Richard Lehner, combien de fois avez-vous escaladé le Cervin?
Plus de 250 fois. La première fois que je suis monté au sommet, j'avais 18 ans. J'ai suivi mon père. Il était guide de montagne et adorait le Cervin. Il y est monté 600 fois et connaissait l'itinéraire par cœur. Il montait rapidement et je devais veiller à ne pas le lâcher. Si je me trompais de deux mètres, il me corrigeait. Mais je n'étais pas si loin du but.

Était-il un professeur sévère?
Non, on s'amusait toujours. Mon grand-père était déjà guide de montagne, et quand j'étais petit, j'ai souvent participé à de petites randonnées. J'ai appris à me déplacer en montagne et à grimper comme d'autres apprennent à marcher, c'était naturel.

Et vous visez combien de d'ascension supplémentaire?
Pas 250 fois de plus. Il y a parfois trop de monde et il y a beaucoup d'autres beaux sommets et itinéraires à voir. Mais bien sûr, le «Horu», c'est ainsi que nous appelons affectueusement le Cervin en dialecte haut valaisan, est notre montagne locale et notre emblème ici à Zermatt.

Richard Lehner est sauveteur et guide de haute montagne. Il est aussi dans l'hôtellerie et gère des cabanes de montagne.

Plus de 3000 personnes veulent y monter chaque année, qu'est-ce qui les fascine tant?
Il suffit de regarder par la fenêtre. Comme cette corne se suffit à elle-même et domine tout le reste. Elle a un aspect différent à chaque lumière et dégage une magie et une force très particulière. Ce sommet est unique au monde. Que les gens s'y sentent attirés n'a rien d'étonnant.

C'est aussi ce qui fait que beaucoup échouent et doivent faire demi-tour. Près de 600 alpinistes ont trouvé la mort en tentant de gravir le sommet. Qu'est-ce qui rend le Cervin si dangereux?
C'est une ascension complexe et exigeante. Certains se surestiment et sous-estiment la montagne. Ils manquent de compétences et de condition physique, souvent un équipement insuffisant s'y ajoute, et certains partent sans guide de montagne. Ils ne peuvent alors pas respecter l'horaire prévu.

Combien de temps dure le tour complet?
En général, huit heures, mais certains partent trois jours et trois nuits. Nous, les guides de montagne, nous partons à quatre heures du matin, puis nous redescendons avec nos clients vers midi. Parfois, un appel d'urgence arrive l'après-midi à 16 ou 17 heures. A ce moment-là, il faudrait être redescendu depuis longtemps ou avoir fait demi-tour. 
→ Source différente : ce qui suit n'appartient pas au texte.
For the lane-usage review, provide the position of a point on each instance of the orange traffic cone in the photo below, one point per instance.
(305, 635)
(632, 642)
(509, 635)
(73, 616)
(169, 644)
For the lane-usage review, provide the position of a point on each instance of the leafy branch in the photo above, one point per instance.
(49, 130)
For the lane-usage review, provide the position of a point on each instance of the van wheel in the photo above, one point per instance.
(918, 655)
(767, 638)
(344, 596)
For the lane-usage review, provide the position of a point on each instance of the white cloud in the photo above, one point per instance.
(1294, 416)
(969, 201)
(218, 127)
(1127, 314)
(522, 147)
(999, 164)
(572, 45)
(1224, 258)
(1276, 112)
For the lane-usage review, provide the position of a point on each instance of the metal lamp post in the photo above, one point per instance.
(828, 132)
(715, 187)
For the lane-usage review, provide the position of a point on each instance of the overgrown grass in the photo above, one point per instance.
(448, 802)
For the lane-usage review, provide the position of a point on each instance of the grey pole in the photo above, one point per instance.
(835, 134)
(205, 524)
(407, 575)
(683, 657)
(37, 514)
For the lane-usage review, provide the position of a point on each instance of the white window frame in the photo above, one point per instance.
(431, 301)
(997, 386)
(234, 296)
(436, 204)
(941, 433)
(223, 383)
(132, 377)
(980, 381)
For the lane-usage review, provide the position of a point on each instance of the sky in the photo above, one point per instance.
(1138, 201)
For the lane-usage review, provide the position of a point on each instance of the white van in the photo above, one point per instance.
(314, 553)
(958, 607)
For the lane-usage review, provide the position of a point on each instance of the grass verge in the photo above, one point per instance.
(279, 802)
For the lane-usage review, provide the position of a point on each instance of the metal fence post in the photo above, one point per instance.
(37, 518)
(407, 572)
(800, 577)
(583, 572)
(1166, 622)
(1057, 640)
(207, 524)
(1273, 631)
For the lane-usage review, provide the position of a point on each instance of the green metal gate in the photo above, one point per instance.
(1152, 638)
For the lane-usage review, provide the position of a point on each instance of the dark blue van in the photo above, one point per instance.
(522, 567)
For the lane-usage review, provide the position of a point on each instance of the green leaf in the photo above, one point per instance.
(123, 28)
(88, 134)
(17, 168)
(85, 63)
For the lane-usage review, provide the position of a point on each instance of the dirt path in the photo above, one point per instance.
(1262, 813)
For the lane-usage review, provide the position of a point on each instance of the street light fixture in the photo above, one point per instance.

Vous intervenez également en tant que sauveteur de montagne. Est-ce que ces situations vous énervent parfois?
Tout le monde peut se retrouver en difficulté. Mais lorsque cela arrive par imprudence, et c'est malheureusement de plus en plus souvent le cas, je n'ai pas autant de compréhension. Dans de nombreux cas, on n'aurait pas besoin d'en arriver là si on respectait les règles de base de l'alpinisme. Cela vaut aussi pour les randonnées.

Il y a deux ans, vous avez sorti une jeune Russe d'une crevasse... elle était en baskets...
Et seule! Elle était avec nous à la cabane du Mont Rose et voulait traverser le glacier pour aller en Italie. Malgré tous les avertissements et les conseils, elle est partie en short et en baskets. En cours de route, elle a de nouveau été mise en garde par un guide de montagne. Mais rien n'y a fait. 

Et ensuite?
Deux jours plus tard, des alpinistes l'ont entendue crier depuis une crevasse. De 15 mètres de profondeur. Elle était prisonnière de la glace depuis plus de 48 heures et n'avait qu'un petit talon sur lequel se tenir. Sa température corporelle était encore de 28 degrés. C'était un miracle qu'elle ait survécu. En haut, nous l'avons réchauffée du mieux que nous pouvions. J'ai tout de suite continué à voler vers le prochain sauvetage. Je ne l'oublierai pas non plus.

Le père de Richard Lehner connaissait déjà le Cervin comme sa poche.

Pourquoi?
Je suis descendu dans une crevasse au moyen d'un treuil pour récupérer un alpiniste. J'ai atterri sur une sorte de pont de glace, mais il s'est effondré sous moi et je suis tombé dans l'eau glacée. L'homme en bas était à la fois si heureux que je sois là et si paniqué qu'il a sauté après moi et s'est accroché à moi. Je ne pouvais pas utiliser la radio et j'avais du mal à nous maintenir à flot dans l'eau glacée. Jusqu'à ce que les collègues en haut nous remontent. 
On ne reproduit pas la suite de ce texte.